Tre comunità custodiscono le radici per coltivare il futuro
L'assessore regionale alle Politiche Agricole, Alimentari e Forestali della Regione Basilicata, Carmine Cicala a Tursi, Bernalda e Avigliano dove si sono tenute iniziative per che raccontano l'agricoltura lucana fatta di innovazione e memoria. "Qui si costruisce il senso di appartenenza".

«Ogni festa che racconta il lavoro della terra non è soltanto una rievocazione del passato.
È una comunità che rinnova la propria memoria, trasmette conoscenze alle nuove generazioni e ricorda che il futuro dell’agricoltura nasce dalla capacità di custodire ciò che siamo stati».
Lo dichiara l’assessore alle Politiche Agricole, Alimentari e Forestali della Regione Basilicata, Carmine Cicala, che nel fine settimana ha preso parte a tre appuntamenti dedicati alla memoria del mondo rurale lucano: la Sagra della Percoca di Tursi, la Trebbiatura ed Aratura Antica di Bernalda e la manifestazione “Il Lavoro dei Contadini” a Piano del Conte di Avigliano. «A Tursi – ha affermato Cicala – abbiamo celebrato un frutto che rappresenta identità, qualità e capacità produttiva.
La percoca non è soltanto un’eccellenza agricola: è il simbolo di una comunità che continua a credere nel valore delle proprie produzioni e nella forza della propria storia». «A Bernalda – ha aggiunto – la trebbiatura e l’aratura antica hanno restituito il senso di gesti, strumenti e tradizioni che hanno accompagnato per generazioni la vita delle campagne. Non è soltanto una rievocazione storica: è un patrimonio culturale che continua a parlare al presente».

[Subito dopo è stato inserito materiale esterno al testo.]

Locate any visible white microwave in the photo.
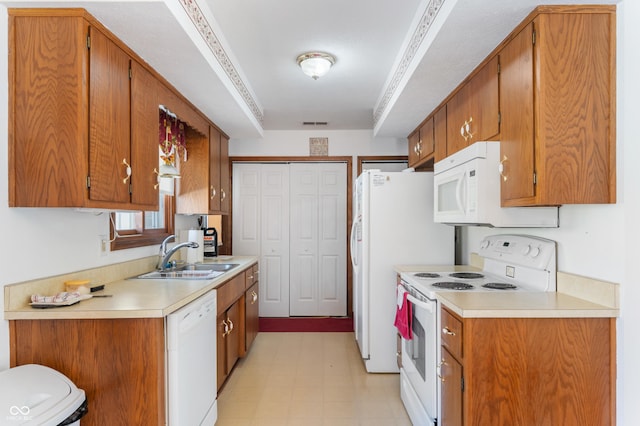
[433,142,558,228]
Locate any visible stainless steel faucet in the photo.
[158,235,199,271]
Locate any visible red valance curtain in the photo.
[158,108,187,166]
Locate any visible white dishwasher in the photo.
[166,290,218,426]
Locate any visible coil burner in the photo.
[449,272,484,280]
[431,281,473,290]
[413,272,440,278]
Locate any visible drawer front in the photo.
[440,308,462,360]
[216,274,245,314]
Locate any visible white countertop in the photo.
[394,265,620,318]
[4,256,258,320]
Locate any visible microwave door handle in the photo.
[407,294,435,313]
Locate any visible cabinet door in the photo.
[408,130,420,167]
[447,83,470,155]
[499,24,535,203]
[219,134,231,213]
[468,55,502,141]
[89,27,131,204]
[433,105,447,162]
[5,16,89,207]
[131,61,160,210]
[209,126,222,212]
[226,297,244,374]
[440,348,462,426]
[244,282,260,352]
[216,311,229,389]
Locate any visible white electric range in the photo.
[400,235,557,425]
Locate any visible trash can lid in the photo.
[0,364,85,425]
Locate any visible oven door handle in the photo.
[407,294,435,313]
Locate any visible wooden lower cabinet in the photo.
[9,318,166,426]
[216,300,244,389]
[441,308,616,426]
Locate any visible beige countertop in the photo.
[394,256,620,318]
[4,256,258,320]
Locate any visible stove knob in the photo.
[531,247,540,257]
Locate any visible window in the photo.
[110,195,175,251]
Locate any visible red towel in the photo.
[393,286,413,340]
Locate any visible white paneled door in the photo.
[233,163,347,317]
[289,163,347,316]
[233,163,289,317]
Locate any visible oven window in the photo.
[409,309,427,380]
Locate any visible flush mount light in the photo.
[297,52,336,80]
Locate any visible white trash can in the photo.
[0,364,87,426]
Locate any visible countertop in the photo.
[4,256,258,320]
[395,259,620,318]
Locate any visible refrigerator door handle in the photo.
[349,220,358,268]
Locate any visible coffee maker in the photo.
[198,216,218,259]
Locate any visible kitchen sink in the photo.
[135,263,239,280]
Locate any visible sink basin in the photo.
[135,263,238,280]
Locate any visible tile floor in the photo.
[216,333,411,426]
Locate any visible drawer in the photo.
[216,274,245,315]
[440,308,462,360]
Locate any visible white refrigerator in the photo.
[350,171,455,373]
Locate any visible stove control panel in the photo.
[478,235,556,270]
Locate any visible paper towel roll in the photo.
[187,229,204,263]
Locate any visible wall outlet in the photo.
[100,235,109,256]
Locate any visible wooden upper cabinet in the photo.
[446,56,500,155]
[499,6,616,206]
[8,13,89,207]
[209,126,222,211]
[89,28,132,204]
[9,9,159,210]
[131,61,160,210]
[408,129,420,167]
[220,134,231,214]
[408,117,434,171]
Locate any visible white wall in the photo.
[0,0,640,425]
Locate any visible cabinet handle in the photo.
[122,158,131,183]
[438,359,449,383]
[498,155,509,182]
[442,327,456,336]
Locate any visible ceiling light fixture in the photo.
[298,52,336,80]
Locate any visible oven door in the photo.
[402,296,438,424]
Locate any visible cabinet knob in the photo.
[442,327,456,336]
[122,158,131,183]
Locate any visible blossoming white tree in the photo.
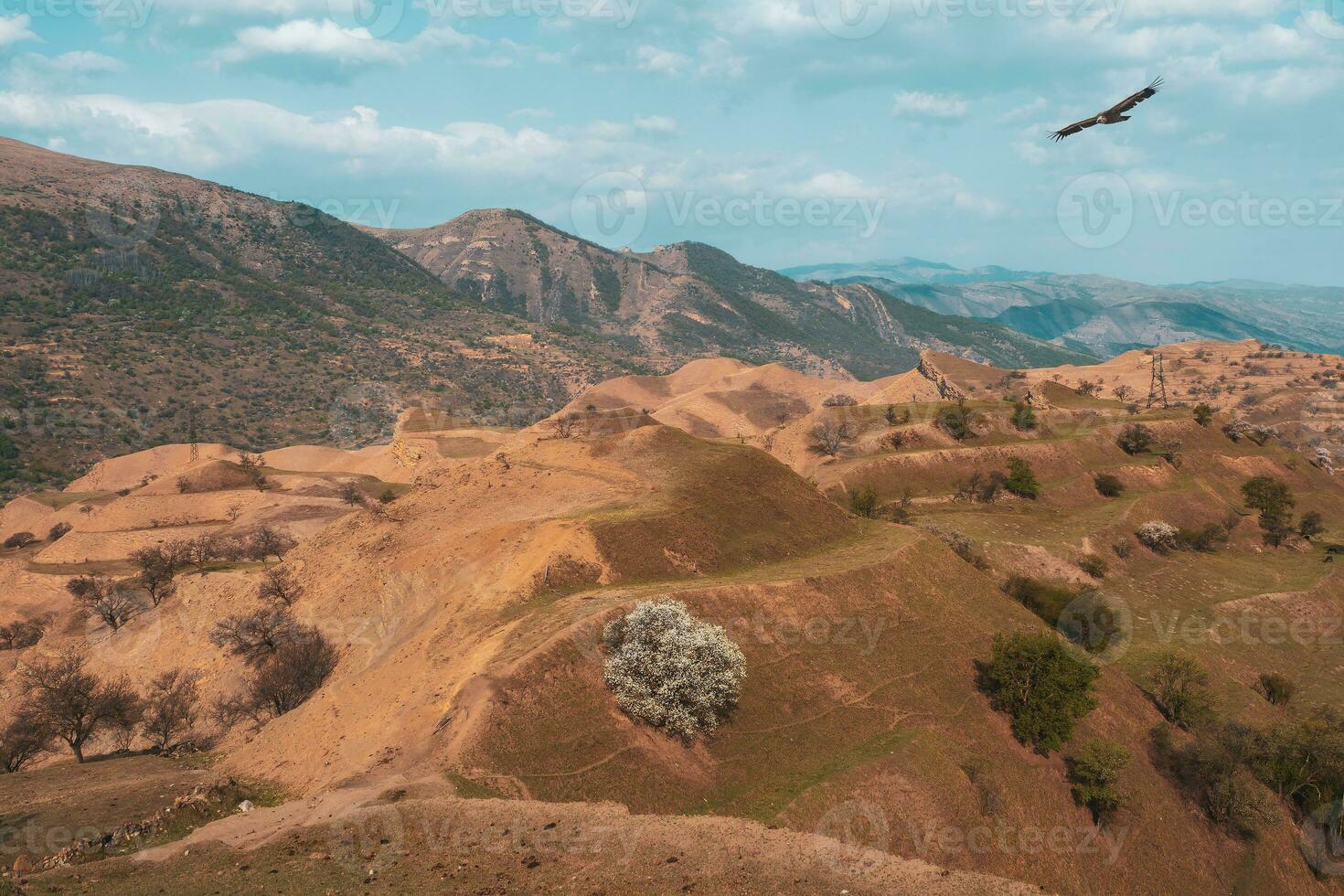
[603,601,746,739]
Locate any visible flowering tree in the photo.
[603,601,746,741]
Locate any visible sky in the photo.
[0,0,1344,286]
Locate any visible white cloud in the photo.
[635,115,676,134]
[0,91,564,174]
[635,44,691,75]
[0,15,37,47]
[9,49,126,91]
[215,19,475,69]
[891,90,970,118]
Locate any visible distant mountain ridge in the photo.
[366,208,1095,379]
[783,258,1344,357]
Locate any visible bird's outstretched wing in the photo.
[1107,75,1163,115]
[1050,115,1097,140]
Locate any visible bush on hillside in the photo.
[1069,741,1130,824]
[1093,473,1125,498]
[1135,520,1180,553]
[981,634,1101,752]
[1115,423,1157,454]
[934,401,977,442]
[1255,672,1297,707]
[603,601,746,741]
[1004,457,1040,501]
[1149,653,1213,728]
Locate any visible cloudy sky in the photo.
[0,0,1344,284]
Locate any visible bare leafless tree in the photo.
[209,607,300,664]
[257,567,304,607]
[19,649,143,763]
[140,669,200,752]
[66,575,144,632]
[812,421,855,457]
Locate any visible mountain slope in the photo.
[371,209,1086,378]
[0,140,640,490]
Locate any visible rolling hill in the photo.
[783,258,1344,357]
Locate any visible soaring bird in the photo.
[1050,77,1163,140]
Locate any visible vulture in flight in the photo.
[1050,77,1163,140]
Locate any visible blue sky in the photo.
[0,0,1344,284]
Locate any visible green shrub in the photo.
[1255,672,1297,707]
[1093,473,1125,498]
[1149,653,1213,728]
[1115,423,1157,454]
[934,401,976,442]
[849,485,878,520]
[1069,741,1130,824]
[1004,457,1040,501]
[981,634,1101,752]
[1009,401,1036,432]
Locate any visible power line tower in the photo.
[187,401,200,464]
[1147,355,1170,407]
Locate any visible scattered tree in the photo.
[140,669,200,752]
[981,634,1101,752]
[1093,473,1125,498]
[1115,423,1157,454]
[1004,457,1040,501]
[934,400,978,442]
[131,547,177,607]
[19,650,143,763]
[812,421,855,457]
[603,601,746,741]
[1069,741,1132,824]
[1242,475,1297,547]
[257,567,304,607]
[1255,672,1297,707]
[1009,401,1036,432]
[66,576,143,632]
[849,485,878,520]
[209,607,301,665]
[1149,653,1213,728]
[0,708,55,773]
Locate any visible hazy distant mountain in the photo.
[784,258,1344,357]
[368,208,1095,379]
[780,257,1050,283]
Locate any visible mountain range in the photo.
[781,258,1344,357]
[0,138,1092,493]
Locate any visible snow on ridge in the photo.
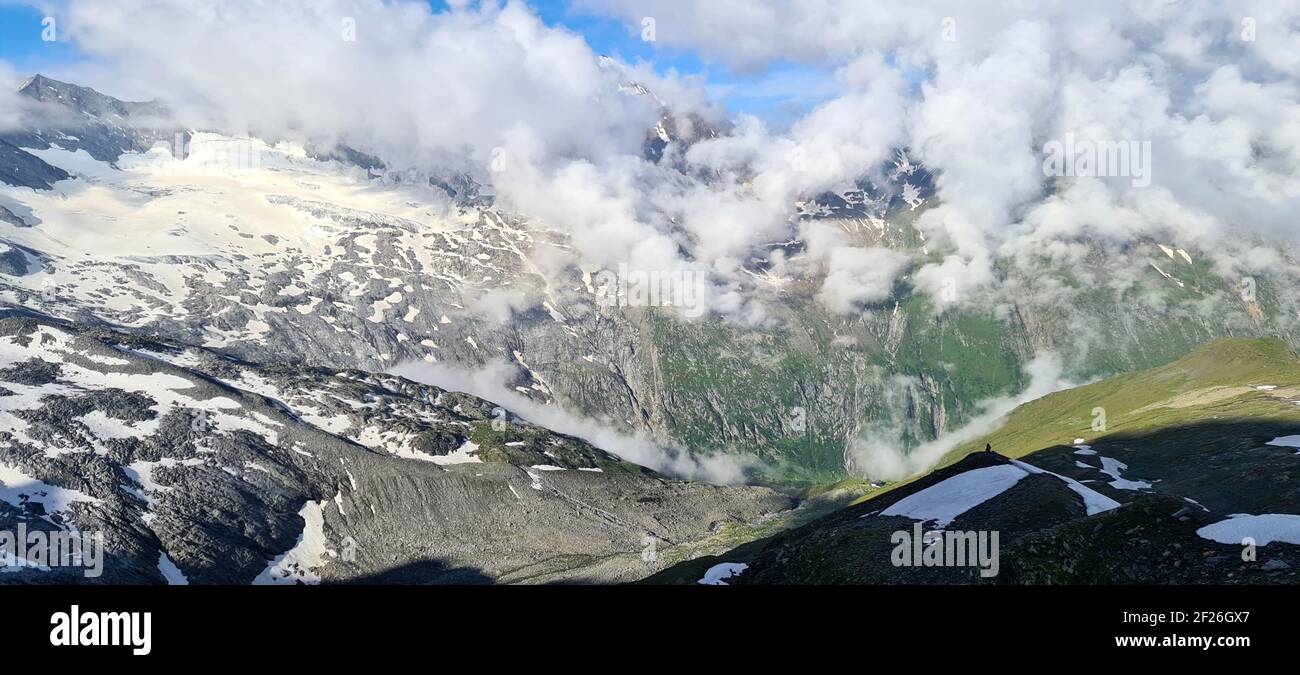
[1196,514,1300,546]
[880,464,1030,528]
[0,464,100,514]
[159,550,190,587]
[252,501,333,585]
[1264,434,1300,455]
[696,563,749,587]
[1011,459,1119,515]
[1100,457,1151,490]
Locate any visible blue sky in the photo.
[0,0,835,127]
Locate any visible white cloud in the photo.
[846,354,1075,480]
[0,60,21,131]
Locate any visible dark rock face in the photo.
[0,138,68,188]
[0,75,189,166]
[0,319,793,584]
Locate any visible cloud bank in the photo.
[390,360,758,485]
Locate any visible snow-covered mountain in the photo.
[0,77,1300,491]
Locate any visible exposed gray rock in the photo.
[0,138,68,188]
[0,319,793,584]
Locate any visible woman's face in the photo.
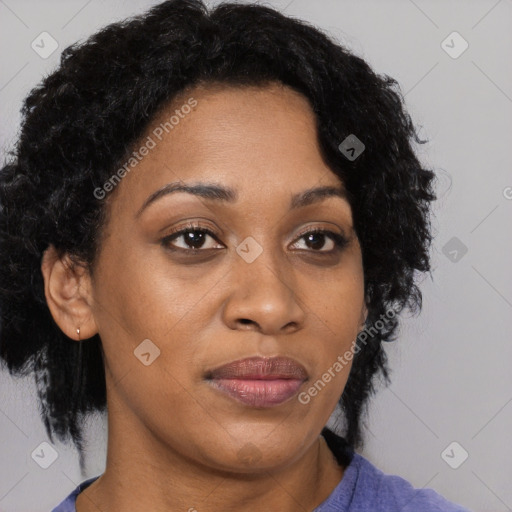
[86,86,366,472]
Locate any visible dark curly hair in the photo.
[0,0,435,470]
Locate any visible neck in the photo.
[76,386,343,512]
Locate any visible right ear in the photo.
[41,245,98,340]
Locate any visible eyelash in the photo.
[161,224,348,254]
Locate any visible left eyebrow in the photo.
[135,182,347,217]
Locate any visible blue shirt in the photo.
[52,431,470,512]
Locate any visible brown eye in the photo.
[292,229,348,252]
[162,226,222,252]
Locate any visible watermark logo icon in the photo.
[30,441,59,469]
[236,236,263,263]
[338,133,366,162]
[442,236,468,263]
[30,32,59,59]
[441,31,469,59]
[441,441,469,469]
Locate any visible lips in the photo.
[206,357,308,408]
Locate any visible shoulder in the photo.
[51,475,101,512]
[349,453,469,512]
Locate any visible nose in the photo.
[223,250,305,335]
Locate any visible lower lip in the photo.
[209,379,304,407]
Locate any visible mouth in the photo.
[205,357,308,408]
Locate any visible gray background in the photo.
[0,0,512,512]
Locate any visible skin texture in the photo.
[41,84,366,512]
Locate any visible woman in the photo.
[0,0,472,512]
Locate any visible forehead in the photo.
[109,83,339,212]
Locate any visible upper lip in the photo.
[206,357,308,380]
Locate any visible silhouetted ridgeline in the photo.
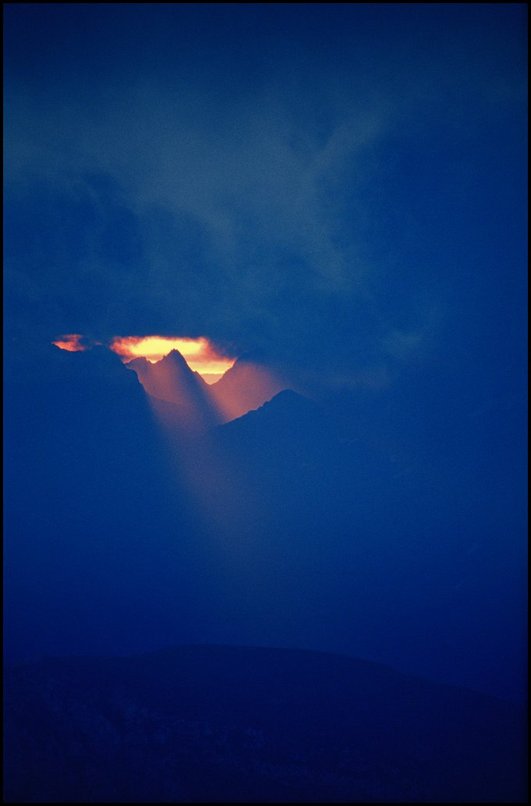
[5,646,526,803]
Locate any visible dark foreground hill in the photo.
[5,646,525,803]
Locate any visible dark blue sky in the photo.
[5,4,526,386]
[4,3,527,700]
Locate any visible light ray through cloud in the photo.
[110,336,236,383]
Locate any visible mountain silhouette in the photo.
[209,355,287,420]
[126,350,220,433]
[4,646,526,803]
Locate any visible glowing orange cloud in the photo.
[110,336,236,383]
[52,333,87,353]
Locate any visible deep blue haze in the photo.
[4,3,527,800]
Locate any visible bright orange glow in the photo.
[52,333,87,353]
[110,336,236,383]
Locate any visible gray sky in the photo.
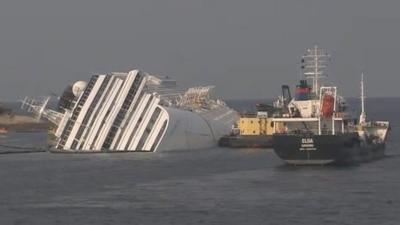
[0,0,400,100]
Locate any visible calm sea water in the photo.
[0,98,400,225]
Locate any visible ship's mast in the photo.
[360,73,367,124]
[301,45,330,96]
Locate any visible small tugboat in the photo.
[272,46,389,165]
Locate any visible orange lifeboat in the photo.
[321,94,335,118]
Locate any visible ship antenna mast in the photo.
[360,73,367,124]
[301,45,330,96]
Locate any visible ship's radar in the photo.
[301,45,330,96]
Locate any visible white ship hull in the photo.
[31,70,238,152]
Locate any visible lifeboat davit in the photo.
[321,94,335,118]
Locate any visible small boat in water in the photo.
[0,127,8,134]
[273,46,390,165]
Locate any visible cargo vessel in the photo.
[219,85,292,148]
[23,70,238,152]
[272,46,390,165]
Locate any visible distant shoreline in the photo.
[0,114,49,132]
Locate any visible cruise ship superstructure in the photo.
[24,70,238,152]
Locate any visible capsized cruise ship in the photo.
[22,70,238,152]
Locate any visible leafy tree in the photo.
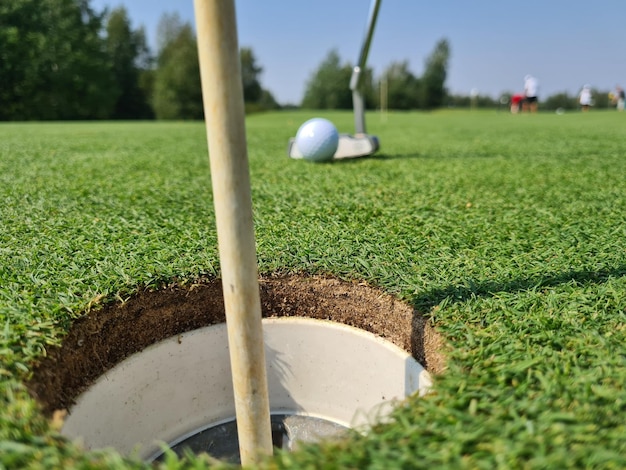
[421,39,450,109]
[383,60,420,110]
[106,7,152,119]
[0,0,117,120]
[239,47,263,103]
[153,14,204,119]
[302,49,352,109]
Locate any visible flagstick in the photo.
[194,0,272,466]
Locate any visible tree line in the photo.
[11,0,608,121]
[0,0,278,121]
[302,39,450,110]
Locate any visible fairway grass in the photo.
[0,110,626,469]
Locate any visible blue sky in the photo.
[91,0,626,103]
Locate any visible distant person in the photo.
[511,93,524,114]
[578,85,592,112]
[613,85,626,111]
[523,75,539,113]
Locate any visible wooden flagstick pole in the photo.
[194,0,272,466]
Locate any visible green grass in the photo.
[0,111,626,469]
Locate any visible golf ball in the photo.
[296,118,339,162]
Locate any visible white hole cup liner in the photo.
[62,317,431,459]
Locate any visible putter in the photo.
[287,0,381,160]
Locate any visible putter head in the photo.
[287,134,380,160]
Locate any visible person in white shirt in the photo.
[523,75,539,113]
[578,85,592,112]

«Ad Avigliano, infine, il racconto del lavoro dei contadini ci ha ricordato quanto sacrificio, dignità e spirito di comunità abbiano costruito la Basilicata che conosciamo oggi. Conservare quella memoria – ha preso Cicala – significa dare valore alle persone che hanno reso fertile questa terra e trasmettere ai giovani il significato autentico del lavoro agricolo».
Per l’Assessore, le tre iniziative raccontano un’unica visione. «La nostra agricoltura non può vivere soltanto di innovazione, così come non può vivere soltanto di memoria. Ha bisogno di entrambe.
Innovare significa investire in ricerca, giovani, filiere e competitività; custodire le radici significa rafforzare il legame tra territori, produzioni e comunità. È questo l’equilibrio sul quale il Dipartimento Politiche Agricole della Regione Basilicata sta costruendo la propria azione quotidiana».
Cicala sottolinea come questo percorso nasca anche da un metodo di lavoro preciso.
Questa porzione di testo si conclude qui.